Constitution of India — Art. 136 — Special leave petition — Matter concerning arrest of petitioner, a renowned scientist in Indian Space Research Organization (ISRO) — Allegation that arrest has been made without any justifiable reason and that the CBI had recommended for taking appropriate action against the erring police officials, but instead of taking action, the State of Kerala issued a notification appointing a Special Investigating Team (SIT) to investigate the matter — Considering facts, direction issued for issue of notice returnable within eight weeks           
                                                                                           (Paras 6 and 7)

(Dipak Misra and Prafulla C. Pant, JJ.)


 


S. Nambi Narayanan ________________ Petitioner


 


v.


 


Siby Mathews & Others Etc. __________ Respondent(s)


 


Petition(s) for Special Leave to Appeal (C) No(s). 17072-17073/2015, decided on July 9, 2015


 


(Arising out of impugned final judgment and order dated 04/03/2015 in WA No. 1959 and 1863/2014 passed by the High Court of Kerala at Ernakulam)


 


The Order of the court was delivered by


Order


 


Heard Mr. V. Giri, learned senior counsel, along with Dr. Sounder Rajan, learned counsel for the petitioner.


 


It is submitted by Mr. V. Giri, learned senior counsel, that the present special leave petition fundamentally pertains to the atrocities of the police where they have arrested the petitioner, a renowned scientist in Indian Space Research Organization (ISRO) in 1994 without any justifiable reason as the same is evincible from the report submitted by the Central Bureau of Investigation (CBI) in its investigating report. Mr. Giri, learned senior counsel submitted that the CBI had recommended for taking appropriate action against the erring police officials but the State of Kerala, instead of taking action, issued a notification appointing a special investigating team to investigate the matter. The said notification, as asserted, was called in question before the High Court, in a writ jurisdiction under Article 226 of the Constitution of India, who thought that there was no warrant for interference with the issue of investigation. Being aggrieved, the petitioner, along with others, has approached this Court and eventually in Criminal Appeal No. 489 of 1987 K. Chandrasekhar v.

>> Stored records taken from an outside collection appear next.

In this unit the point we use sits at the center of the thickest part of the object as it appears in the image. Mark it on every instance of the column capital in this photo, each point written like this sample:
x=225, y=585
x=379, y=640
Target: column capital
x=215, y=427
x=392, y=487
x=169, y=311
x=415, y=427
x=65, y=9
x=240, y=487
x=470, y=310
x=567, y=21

State of kerala [(1998) 5 SCC 223], wherein this Court, while allowing the appeal, expressed the thus :


 


“If before taking up further investigation an opinion has already been formed regarding the guilt of the accused and, that too, at a stage when the commission of the offence itself is yet to be proved, it is obvious that the investigation cannot and will not be fair – and its outcome appears to be a foregone conclusion.”


 


After so stating, the two-Judge Bench has observed that :


 


“26. From the above facts and circumstances we are constrained to say that the issuance of the impugned notification does not comport with the known pattern of a responsible Government bound by rule of law. This is undoubtedly a matter of concern and consternation. We say no more.”


 


Despite the said judgment of this Court, the State Government did not take any action against the erring officials for a period of 15 years and thereafter on 29.06.2011, passed an order stating that it was neither proper nor legal to take any action against the erring officials.


 


After the said order came into existence, the petitioner invoked the writ court under Article 226 of the Constitution of India and the learned single Judge allowed the writ petition by quashing the order passed by the State Government and directed suitable action to be taken against the erring officials. The said order constrained the officials to approach the Division Bench in intra-court appeal in Writ Appeal Nos. 1863 and 1959 of 2014. The Division Bench, by the impugned order, has dislodged the order passed by the learned Single Judge, upheld the order passed by the State Government and in that context observed, thus :


 


“… Having already found that no disciplinary action can be taken after a long lapse of time and that too after retirement of the police officers concerned, we are of the view that the reasons stated in Ext.P2 is sufficient to decline further action against the officers. Hence, the direction to remit the matter back to the Government will be a futile exercise and requires to be set aside. However, we make it clear that disposal of these appeals and finding rendered herein shall not affect the right of the petitioner to take any other proceeding as envisaged under law.”


 


It is submitted by Mr. Giri, learned senior counsel, that when liberty of a person, and that too a scientist of high repute, is comatosed in such a manner, it is obligatory on the part of the State Government to take stern action against the erring officials and the Division Bench of the High Court has failed to appreciate the reasoning of the learned single Judge who had expressed his agony with regard to the cruelty meted out to the petitioner. Learned senior counsel would further submit that in a situation like this, if the erring officers are allowed to go scot free solely because they have attained the age of superannuation, it may give a long rope to the investigating agency to take anyone into custody without a reason. Such a situation, submitted Mr. Giri, would be an anathema to the concept of justice.


 


Issue notice returnable within eight weeks.